Apparently, the fact is that turning to people, multiplying the share by the audience, or the same thing as dividing all the predictors by the same audience, we go into the dimension relative to “one person”, and considering that the basis of my model is regression, the final estimate is a kind of weighted probability estimate relative to each predictor. It is possible that if we normalize only part of the predictors to the audience, for example, from the predictors of the first group (the sum over all pairs, for example), then this normalization would thereby bring the dimensions of all predictors closer to a single reporting system (per person), and the final regression , its response, would be nothing more than the average weighted sum of the contributions of each predictor (which characterize one person) to the total probability of viewing, then perhaps the result would be better.But at the time of the decision of the contest, I did not approach from this side and worked exclusively with a transformed response.

Model


In fact, this section had to be put higher, because it was because of this model that we had to select the type of response and the necessary predictors used for it (the model was adjusted to the data) and, one way or another, it was possible to reach an acceptable one on different predictors the result is about 15%. But I wanted that on average there was some justification for choosing specific predictors, therefore, combinations of predictors were selected for validation.

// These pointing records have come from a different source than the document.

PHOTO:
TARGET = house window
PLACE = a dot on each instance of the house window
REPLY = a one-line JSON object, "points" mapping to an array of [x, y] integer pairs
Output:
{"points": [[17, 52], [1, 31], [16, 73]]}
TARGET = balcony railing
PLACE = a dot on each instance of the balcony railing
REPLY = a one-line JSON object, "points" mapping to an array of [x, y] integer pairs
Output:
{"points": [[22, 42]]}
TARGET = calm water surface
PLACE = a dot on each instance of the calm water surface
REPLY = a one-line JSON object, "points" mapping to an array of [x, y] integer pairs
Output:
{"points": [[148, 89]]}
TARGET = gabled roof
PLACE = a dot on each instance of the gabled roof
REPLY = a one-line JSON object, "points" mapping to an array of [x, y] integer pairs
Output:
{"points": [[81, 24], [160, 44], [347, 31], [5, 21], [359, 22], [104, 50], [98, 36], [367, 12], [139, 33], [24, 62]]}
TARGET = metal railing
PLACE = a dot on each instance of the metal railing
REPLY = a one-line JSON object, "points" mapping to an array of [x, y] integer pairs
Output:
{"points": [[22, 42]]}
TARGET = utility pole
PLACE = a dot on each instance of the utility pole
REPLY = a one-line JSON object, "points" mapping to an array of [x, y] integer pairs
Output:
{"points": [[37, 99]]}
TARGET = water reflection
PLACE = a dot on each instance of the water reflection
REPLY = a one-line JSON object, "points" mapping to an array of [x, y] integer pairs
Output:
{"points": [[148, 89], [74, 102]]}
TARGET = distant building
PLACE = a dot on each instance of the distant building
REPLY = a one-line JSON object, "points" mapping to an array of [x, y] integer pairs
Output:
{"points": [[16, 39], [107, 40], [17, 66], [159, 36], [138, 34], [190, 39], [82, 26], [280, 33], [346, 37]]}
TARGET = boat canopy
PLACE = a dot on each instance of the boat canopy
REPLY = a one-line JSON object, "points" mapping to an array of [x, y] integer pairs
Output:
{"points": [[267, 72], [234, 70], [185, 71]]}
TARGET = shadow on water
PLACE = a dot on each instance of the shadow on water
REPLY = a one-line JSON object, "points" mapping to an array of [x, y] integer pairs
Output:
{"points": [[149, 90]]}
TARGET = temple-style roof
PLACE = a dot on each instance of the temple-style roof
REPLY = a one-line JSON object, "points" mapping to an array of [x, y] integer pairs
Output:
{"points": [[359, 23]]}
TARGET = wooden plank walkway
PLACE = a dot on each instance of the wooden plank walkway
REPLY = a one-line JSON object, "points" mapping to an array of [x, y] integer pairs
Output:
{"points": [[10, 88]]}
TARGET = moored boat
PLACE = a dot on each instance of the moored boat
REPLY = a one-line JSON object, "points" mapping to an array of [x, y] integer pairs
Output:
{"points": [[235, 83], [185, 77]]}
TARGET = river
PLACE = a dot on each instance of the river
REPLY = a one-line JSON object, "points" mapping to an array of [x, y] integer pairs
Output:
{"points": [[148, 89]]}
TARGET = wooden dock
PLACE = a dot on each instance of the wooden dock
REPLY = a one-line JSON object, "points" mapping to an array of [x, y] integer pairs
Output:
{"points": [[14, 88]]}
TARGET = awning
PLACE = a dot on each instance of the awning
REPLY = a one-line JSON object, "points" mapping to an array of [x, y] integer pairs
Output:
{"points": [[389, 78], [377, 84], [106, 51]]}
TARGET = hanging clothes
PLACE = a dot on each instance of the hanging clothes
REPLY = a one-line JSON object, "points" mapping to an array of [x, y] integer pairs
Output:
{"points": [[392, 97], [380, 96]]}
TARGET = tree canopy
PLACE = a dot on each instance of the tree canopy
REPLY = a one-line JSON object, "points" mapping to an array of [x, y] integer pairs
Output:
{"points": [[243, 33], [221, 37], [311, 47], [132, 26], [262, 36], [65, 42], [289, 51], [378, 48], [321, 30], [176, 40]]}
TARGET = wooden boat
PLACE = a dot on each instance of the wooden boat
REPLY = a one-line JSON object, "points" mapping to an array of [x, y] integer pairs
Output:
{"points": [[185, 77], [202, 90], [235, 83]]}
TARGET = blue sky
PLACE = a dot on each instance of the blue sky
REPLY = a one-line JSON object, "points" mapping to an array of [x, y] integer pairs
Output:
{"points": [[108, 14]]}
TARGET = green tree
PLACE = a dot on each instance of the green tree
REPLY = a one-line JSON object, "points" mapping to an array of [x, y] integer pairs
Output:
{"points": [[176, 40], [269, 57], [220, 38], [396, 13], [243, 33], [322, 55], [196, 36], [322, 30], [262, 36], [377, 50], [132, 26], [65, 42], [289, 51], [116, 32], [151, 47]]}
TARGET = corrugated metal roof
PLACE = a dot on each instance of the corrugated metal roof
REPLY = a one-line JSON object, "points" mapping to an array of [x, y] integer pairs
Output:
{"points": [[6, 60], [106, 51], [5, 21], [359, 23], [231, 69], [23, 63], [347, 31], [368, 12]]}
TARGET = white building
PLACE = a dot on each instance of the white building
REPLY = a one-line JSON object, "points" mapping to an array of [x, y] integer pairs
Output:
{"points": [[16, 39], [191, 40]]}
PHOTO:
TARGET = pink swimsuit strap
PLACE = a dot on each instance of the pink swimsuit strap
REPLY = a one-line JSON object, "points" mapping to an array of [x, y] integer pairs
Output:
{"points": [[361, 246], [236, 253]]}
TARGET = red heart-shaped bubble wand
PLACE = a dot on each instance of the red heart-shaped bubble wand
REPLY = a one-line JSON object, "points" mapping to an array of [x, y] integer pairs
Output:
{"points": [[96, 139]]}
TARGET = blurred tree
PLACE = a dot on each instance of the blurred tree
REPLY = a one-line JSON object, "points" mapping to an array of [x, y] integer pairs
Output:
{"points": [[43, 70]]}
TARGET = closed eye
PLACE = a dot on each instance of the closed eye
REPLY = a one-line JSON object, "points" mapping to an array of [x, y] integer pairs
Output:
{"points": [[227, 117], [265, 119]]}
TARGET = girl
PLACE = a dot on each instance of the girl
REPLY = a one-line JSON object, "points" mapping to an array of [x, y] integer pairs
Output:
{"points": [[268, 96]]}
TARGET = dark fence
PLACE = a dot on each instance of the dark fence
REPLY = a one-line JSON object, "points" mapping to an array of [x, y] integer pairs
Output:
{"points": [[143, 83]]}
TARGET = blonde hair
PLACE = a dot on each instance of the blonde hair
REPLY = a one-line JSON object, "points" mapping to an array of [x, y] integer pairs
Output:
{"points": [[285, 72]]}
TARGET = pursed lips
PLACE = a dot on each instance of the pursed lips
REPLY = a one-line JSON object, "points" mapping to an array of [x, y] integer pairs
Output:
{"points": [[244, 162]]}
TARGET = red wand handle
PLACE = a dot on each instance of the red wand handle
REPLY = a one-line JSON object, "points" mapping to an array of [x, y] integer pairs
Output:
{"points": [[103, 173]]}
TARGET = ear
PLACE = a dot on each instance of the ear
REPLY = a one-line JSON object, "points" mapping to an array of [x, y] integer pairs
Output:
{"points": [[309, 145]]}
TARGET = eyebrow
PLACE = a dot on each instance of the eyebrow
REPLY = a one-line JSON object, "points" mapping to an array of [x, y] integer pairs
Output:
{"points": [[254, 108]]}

I used a model from a family of regression model trees, namely the cubist model (1992 model!), And its implementation in the package of the same name in R. Rather, the final result is the geometric mean of two sets of models, each of which consisted of 3 separate models, but in cascade: the prediction of the previous model (for 1 view) was used as a predictor for the second and third models, and the final prediction for the second view as a predictor for the third model. Both pairs of models differed slightly in predictors and intermediate adjustments, and their geometric mean was used on the basis of common sense (well, validations, with a public course), and the meaning is simple: as I wrote above, special attention is paid to zero predictions, and generally to minimal , and the geometric mean is exactly what it does: it vanishes the prediction if one of them is already zero (and this is logical if one of the models showed zero, so let it remain,than we will “delay” the prediction from zero).

And thanks to the cascade of models, the model indirectly “understood” (since regressions) that each subsequent response “clings” to this previously predicted answer of the previous estimate, and the remaining predictors correct the answer, which should be no more than the previous one. I also tested three separate models that predicted responses individually. The result was weaker due to the abundance of zeros in the second and third scans, the family of regressions could not quite go to 0, and when we add a “guide” to the previous estimate, which is already 0 or close to it, the resulting family of regressions also falls in the vicinity of this values ​​and adjusts only the response to the second and third viewing.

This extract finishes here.